Una nutricionista recomienda cuidar la alimentación y la hidratación antes y durante la jornada para resistir el esfuerzo sin que la salud pase factura

A quien le guste las procesiones que se prepare. Los días de aguantar horas y horas de pie y parado han llegado. Las cofradías de Semana Santa así lo exigen. Para que este esfuerzo sea menor, no viene mal recordar cuáles son las claves para disfrutar de la próxima semana de manera saludable.

Según Alba Carmona, nutricionista del equipo EndoCM de Endocrinología y Nutrición de Vithas Sevilla, la clave está en llegar bien preparado: “No hace falta comer más, sino hacerlo de forma estratégica para aguantar muchas horas sin agotarse”.

De esta forma, cuando el objetivo es tener energía durante todo el día “conviene priorizar hidratos de carbono completos, que nos dan una energía sostenida, sumándole proteínas y alimentos frescos”, informa la experta. Al pasar muchas horas en la calle, advierte, es común tomar “malas decisiones cuando aparece el hambre”. En este sentido, dulces típicos como las torrijas o pestiños, fritos y comidas copiosas “acaban pasando factura”. A esto se le suma otro error frecuente: hidratarse poco. “El resultado suele ser bajón de energía, mareos o sensación de agotamiento a mitad del recorrido”, apunta.

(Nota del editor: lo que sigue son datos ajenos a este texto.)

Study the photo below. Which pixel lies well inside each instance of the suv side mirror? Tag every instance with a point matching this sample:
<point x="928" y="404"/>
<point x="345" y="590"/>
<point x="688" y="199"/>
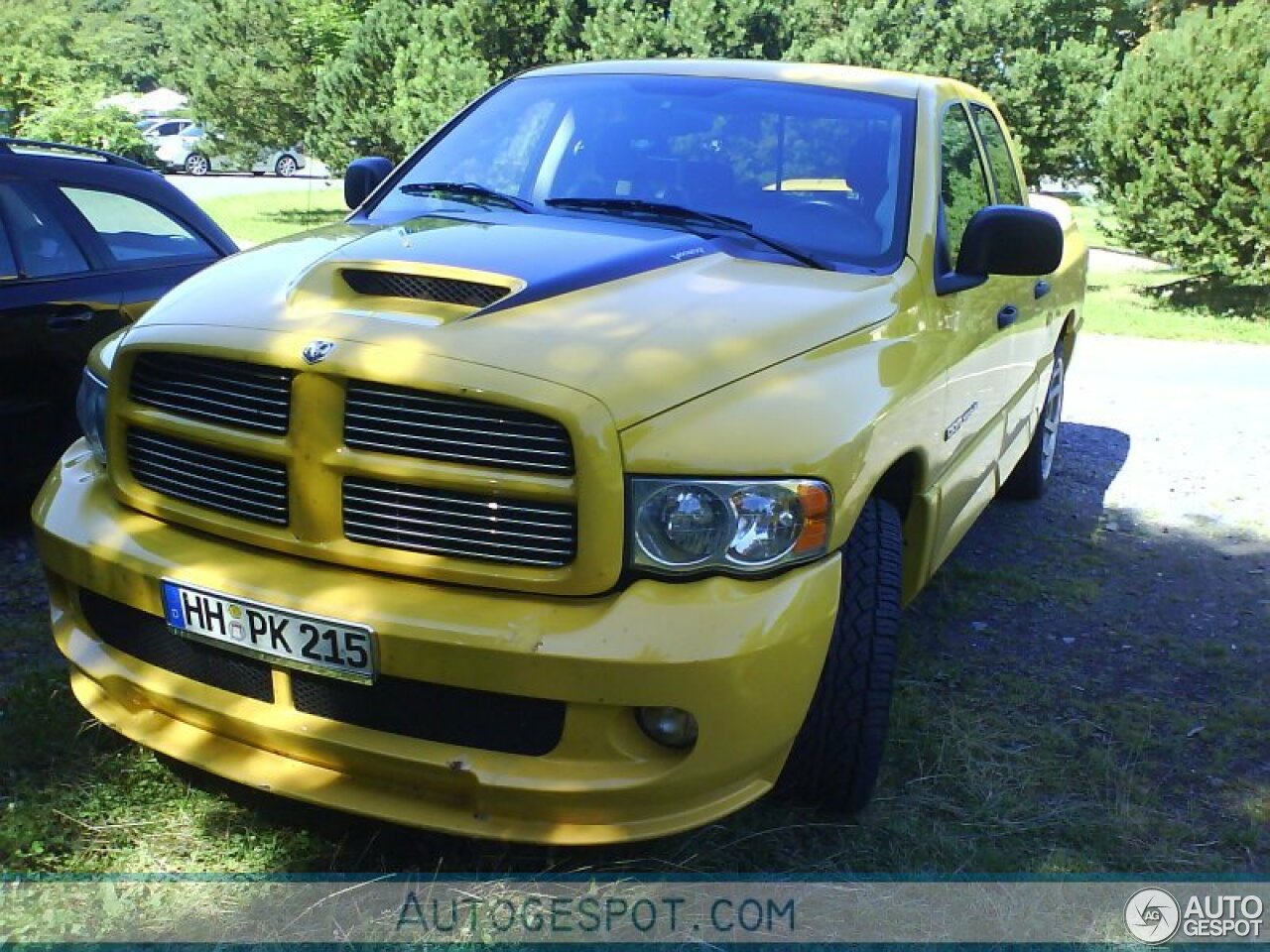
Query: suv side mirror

Por ello, a la hora de salir de casa, la nutricionista apuesta por lo práctico:

  • Optar por alimentos fáciles de llevar y de comer en cualquier momento. Frutas, frutos secos o un pequeño bocadillo son opciones sencillas: “La combinación ideal es aquella que aporta energía rápida y saciedad, para evitar picos y bajadas durante el día”.
  • Mantener una correcta hidratación. El agua debe ser la base, pero lo importante es la frecuencia. De acuerdo con Carmona, “recomendamos beber pequeños sorbos de manera regular durante toda la jornada. Si hace calor o el esfuerzo es elevado, añadir bebidas con sales minerales puede marcar la diferencia para evitar fatiga y calambres”.

En el caso de los costaleros, “la planificación es algo básico. No deben empezar la estación de penitencia en ayunas y necesitan llegar bien hidratados a la misma”, destaca la experta. Para hacer frente a la jornada, añade, “es importante reponer líquidos y, si es posible, hacer alguna pequeña ingesta. Muchos de los mareos no son por el esfuerzo en sí, sino por la falta de hidratación o de energía disponible”.